When broken out by housing type, the median price of a standard two-storey home rose 15.9% year-over-year to $894,140, while the median price of a bungalow increased 14.1% to $628,341, and the median price of a condominium increased 2% year-over-year to $509,364.

“2020 was a year like no other in Canadian real estate, with its unprecedented demand for homes, and month after month of record-setting sales and price appreciation,” said Phil Soper, president and CEO of Royal LePage. “The usual winter slowdown was non-existent, and that momentum was carried forward through the first quarter of 2021.

“The winter of ‘20/’21 was one of the most imbalanced real estate markets in our country’s history, with so many people wishing to improve their living conditions and a pandemic-driven shortage of homes for sale,” said Soper. “We expect this extreme seller’s market to moderate as the year progresses. Some buyers will step away from the market in the face of sharply higher prices, and the supply of new listings should improve as people feel more confident that the health crisis is under control.”

On a local level, the aggregate price of a home in the Greater Toronto Area (GTA) increased 13.1% year-over-year to $989,961 in the first quarter of 2021. Broken out by housing type, the median price of a two-storey home increased 13.6% to $1,164,894, while the median price of a bungalow increased 15.3% to $982,120, and the median price of a condominium increased 1.2% to $598,819 during the same period.

During this same time, the aggregate price of a home in Toronto increased 7.4% year-over-year to $984,709, while the median price of a two-storey home increased 11.8% to $1,550,577, the median price of a bungalow increased 14.7% to $1,061,534, and the median price of a condominium dipped slightly by 0.6% to $637,551.

“There is a persistent momentum in the market that continues to put upward pressure on prices,” said Debra Harris, senior vice president, Royal LePage Real Estate Services Ltd. “Without an extended surge of inventory, that momentum is unlikely to relent. Homeowners who want to move are reluctant to list their homes before they buy because they are concerned there won’t be anything available, and the cycle continues.”
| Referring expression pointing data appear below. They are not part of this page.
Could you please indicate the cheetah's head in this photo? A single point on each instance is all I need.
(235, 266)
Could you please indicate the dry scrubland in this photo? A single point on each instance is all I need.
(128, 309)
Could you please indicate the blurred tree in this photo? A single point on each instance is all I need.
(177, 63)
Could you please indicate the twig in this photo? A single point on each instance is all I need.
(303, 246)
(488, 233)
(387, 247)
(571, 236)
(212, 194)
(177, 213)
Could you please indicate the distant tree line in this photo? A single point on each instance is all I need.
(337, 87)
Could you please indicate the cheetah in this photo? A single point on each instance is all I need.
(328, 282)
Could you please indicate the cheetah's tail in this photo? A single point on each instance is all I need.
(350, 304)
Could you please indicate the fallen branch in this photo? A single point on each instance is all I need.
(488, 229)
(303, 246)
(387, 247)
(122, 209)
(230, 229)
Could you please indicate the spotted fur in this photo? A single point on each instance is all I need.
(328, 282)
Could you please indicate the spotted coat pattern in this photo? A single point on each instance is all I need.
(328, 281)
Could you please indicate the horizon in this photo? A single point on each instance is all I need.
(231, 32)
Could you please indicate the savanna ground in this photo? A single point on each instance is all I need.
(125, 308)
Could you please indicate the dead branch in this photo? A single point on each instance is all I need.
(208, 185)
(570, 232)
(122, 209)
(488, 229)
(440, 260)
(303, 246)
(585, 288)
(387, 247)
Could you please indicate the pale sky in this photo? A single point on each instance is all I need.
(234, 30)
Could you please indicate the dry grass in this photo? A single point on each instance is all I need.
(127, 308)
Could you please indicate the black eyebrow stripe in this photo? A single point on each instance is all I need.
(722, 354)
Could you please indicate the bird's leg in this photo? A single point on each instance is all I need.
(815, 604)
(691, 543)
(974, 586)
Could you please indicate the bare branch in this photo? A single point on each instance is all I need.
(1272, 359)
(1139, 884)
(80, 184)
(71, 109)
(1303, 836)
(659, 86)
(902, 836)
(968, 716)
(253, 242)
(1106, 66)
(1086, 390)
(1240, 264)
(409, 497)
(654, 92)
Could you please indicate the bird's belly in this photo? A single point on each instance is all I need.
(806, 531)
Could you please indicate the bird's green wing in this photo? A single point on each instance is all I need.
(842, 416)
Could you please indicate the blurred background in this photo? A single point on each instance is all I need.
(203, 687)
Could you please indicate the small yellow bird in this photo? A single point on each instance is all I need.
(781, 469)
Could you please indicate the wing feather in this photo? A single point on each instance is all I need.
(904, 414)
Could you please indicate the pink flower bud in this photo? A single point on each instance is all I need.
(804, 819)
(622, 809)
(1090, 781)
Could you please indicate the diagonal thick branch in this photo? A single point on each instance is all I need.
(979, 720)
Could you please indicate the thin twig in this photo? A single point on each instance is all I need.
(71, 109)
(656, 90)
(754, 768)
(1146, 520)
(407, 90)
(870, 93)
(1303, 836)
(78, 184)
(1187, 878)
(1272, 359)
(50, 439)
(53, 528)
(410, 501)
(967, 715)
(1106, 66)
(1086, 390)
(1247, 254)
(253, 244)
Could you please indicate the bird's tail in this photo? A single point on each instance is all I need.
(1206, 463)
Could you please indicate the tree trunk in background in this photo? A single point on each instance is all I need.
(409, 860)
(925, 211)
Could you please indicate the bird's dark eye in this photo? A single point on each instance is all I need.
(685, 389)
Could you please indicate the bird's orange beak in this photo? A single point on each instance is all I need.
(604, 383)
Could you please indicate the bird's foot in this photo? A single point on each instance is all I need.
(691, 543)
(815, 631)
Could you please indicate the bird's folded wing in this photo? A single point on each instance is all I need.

Harris added that sellers would feel more confident about securing their next home if the number of days on market was longer.

“Typically, we measure absorption – how long it would take to run out of inventory – in months. At the moment, we have an absorption rate in the GTA of about three and a half weeks. The number of new listings added each month is lower than the pace of sales, and that gap continues to widen,” said Harris. 

The anticipated return of immigrants and a more typical volume of students — both local and international — in the fall is expected to boost condo sales in Toronto and the surrounding areas, added Harris. She expects Toronto will begin to see an indication of that demand by the middle of the second quarter of 2021.

As for what’s to come for Canada’s largest city, Royal LePage is forecasting that the aggregate price of a home in the GTA will increase 11% to $1,035,000 in the fourth quarter of 2021, compared to the same quarter last year. The previous forecast, released in December 2020, has been revised upward to reflect the current state of the market.

While prices in Toronto are poised to get undoubtedly more expensive this year, it’s not quite as bad as in Vancouver, where the aggregate price of a home is forecast to increase 13% to $1,276,000 in the fourth quarter of 2021, to become the most expensive city to buy a home in the country.